实现了calculateBezierPoint函数,用于计算贝塞尔曲线上的某个点的坐标。该函数使用了三阶贝塞尔曲线的公式,根据参数t(范围为0到1)、起始点p0、控制点p1和终止点p2 p3 计算出贝塞尔曲线上的相应点的坐标。
实现了smoothPath函数,用于平滑给定的路径曲线。该函数通过遍历路径上的相邻三个点,将每两个点之间的线段使用贝塞尔曲线进行平滑。在每个线段上,等间隔地取若干个t值,然后通过调用calculateBezierPoint函数计算出每个t值对应的贝塞尔曲线上的点,并将这些点存入一个新的向量中。

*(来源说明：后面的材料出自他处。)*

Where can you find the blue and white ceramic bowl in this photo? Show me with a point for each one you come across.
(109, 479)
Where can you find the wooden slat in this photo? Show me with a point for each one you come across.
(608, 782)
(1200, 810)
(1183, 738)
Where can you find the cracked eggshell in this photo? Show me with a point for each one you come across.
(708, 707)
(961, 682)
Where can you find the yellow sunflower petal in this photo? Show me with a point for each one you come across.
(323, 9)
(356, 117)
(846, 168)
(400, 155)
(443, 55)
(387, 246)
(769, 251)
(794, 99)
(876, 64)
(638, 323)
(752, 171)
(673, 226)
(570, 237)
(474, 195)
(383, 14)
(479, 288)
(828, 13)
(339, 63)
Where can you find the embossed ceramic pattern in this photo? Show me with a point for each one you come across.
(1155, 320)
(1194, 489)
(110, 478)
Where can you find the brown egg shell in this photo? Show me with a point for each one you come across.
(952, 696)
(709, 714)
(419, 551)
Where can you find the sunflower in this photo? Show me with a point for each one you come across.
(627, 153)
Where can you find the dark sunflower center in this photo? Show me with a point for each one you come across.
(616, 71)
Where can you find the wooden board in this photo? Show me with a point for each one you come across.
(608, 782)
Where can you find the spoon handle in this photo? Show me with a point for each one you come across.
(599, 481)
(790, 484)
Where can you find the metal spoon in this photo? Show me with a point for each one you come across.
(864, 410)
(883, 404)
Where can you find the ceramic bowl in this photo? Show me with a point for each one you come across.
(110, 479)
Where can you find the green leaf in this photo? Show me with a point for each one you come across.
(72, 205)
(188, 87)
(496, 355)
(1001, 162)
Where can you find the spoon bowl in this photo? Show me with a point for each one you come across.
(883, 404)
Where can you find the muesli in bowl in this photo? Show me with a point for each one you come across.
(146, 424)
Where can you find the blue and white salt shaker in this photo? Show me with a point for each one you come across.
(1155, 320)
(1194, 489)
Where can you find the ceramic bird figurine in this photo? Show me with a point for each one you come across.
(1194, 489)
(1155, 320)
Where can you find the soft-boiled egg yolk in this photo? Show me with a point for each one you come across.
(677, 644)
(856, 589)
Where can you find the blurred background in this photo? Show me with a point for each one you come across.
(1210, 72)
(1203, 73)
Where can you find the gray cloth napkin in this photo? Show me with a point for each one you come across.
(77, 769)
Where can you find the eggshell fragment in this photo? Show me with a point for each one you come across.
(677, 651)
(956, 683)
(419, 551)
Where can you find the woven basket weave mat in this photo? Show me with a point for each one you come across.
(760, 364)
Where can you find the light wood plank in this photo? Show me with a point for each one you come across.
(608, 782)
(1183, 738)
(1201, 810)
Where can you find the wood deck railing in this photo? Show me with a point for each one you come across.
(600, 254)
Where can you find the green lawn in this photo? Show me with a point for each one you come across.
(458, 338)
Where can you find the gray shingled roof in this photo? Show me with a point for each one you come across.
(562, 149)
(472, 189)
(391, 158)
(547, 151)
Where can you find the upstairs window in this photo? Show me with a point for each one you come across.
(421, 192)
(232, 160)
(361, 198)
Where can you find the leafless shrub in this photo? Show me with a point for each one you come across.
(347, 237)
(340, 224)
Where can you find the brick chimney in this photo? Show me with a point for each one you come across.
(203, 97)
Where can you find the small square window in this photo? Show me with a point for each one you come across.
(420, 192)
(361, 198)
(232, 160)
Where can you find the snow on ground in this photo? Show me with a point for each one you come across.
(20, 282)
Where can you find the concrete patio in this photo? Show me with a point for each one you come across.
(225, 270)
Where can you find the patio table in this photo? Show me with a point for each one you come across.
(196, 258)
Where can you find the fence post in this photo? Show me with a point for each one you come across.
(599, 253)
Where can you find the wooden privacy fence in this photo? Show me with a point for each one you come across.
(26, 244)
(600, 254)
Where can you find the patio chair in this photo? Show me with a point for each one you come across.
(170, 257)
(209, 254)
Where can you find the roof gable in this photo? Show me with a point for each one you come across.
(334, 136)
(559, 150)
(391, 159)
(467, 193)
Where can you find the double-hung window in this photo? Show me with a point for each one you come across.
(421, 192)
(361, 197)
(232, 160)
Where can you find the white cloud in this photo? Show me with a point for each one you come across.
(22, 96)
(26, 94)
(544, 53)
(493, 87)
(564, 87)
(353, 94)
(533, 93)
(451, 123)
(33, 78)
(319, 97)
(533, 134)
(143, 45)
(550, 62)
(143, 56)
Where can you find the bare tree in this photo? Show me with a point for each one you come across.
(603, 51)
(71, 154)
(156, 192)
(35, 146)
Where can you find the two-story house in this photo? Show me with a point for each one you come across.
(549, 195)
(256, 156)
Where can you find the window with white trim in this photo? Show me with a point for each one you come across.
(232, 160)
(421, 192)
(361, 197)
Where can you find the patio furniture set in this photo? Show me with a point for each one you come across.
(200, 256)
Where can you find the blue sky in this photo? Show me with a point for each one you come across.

在main函数中,定义了一个包含30个路径点的path向量。你可以自行修改和添加路径点的坐标。
调用smoothPath函数,将给定的路径曲线进行平滑处理。numSegments参数用于控制每两个路径点之间贝塞尔曲线的细分数,即将每段线段平滑成多少个小曲线段。
输出smoothedPath向量中的路径点,即平滑后的路径曲线的坐标。
通过以上步骤,代码实现了使用贝塞尔曲线对给定的路径曲线进行平滑处理,得到了一条平滑的路径曲线。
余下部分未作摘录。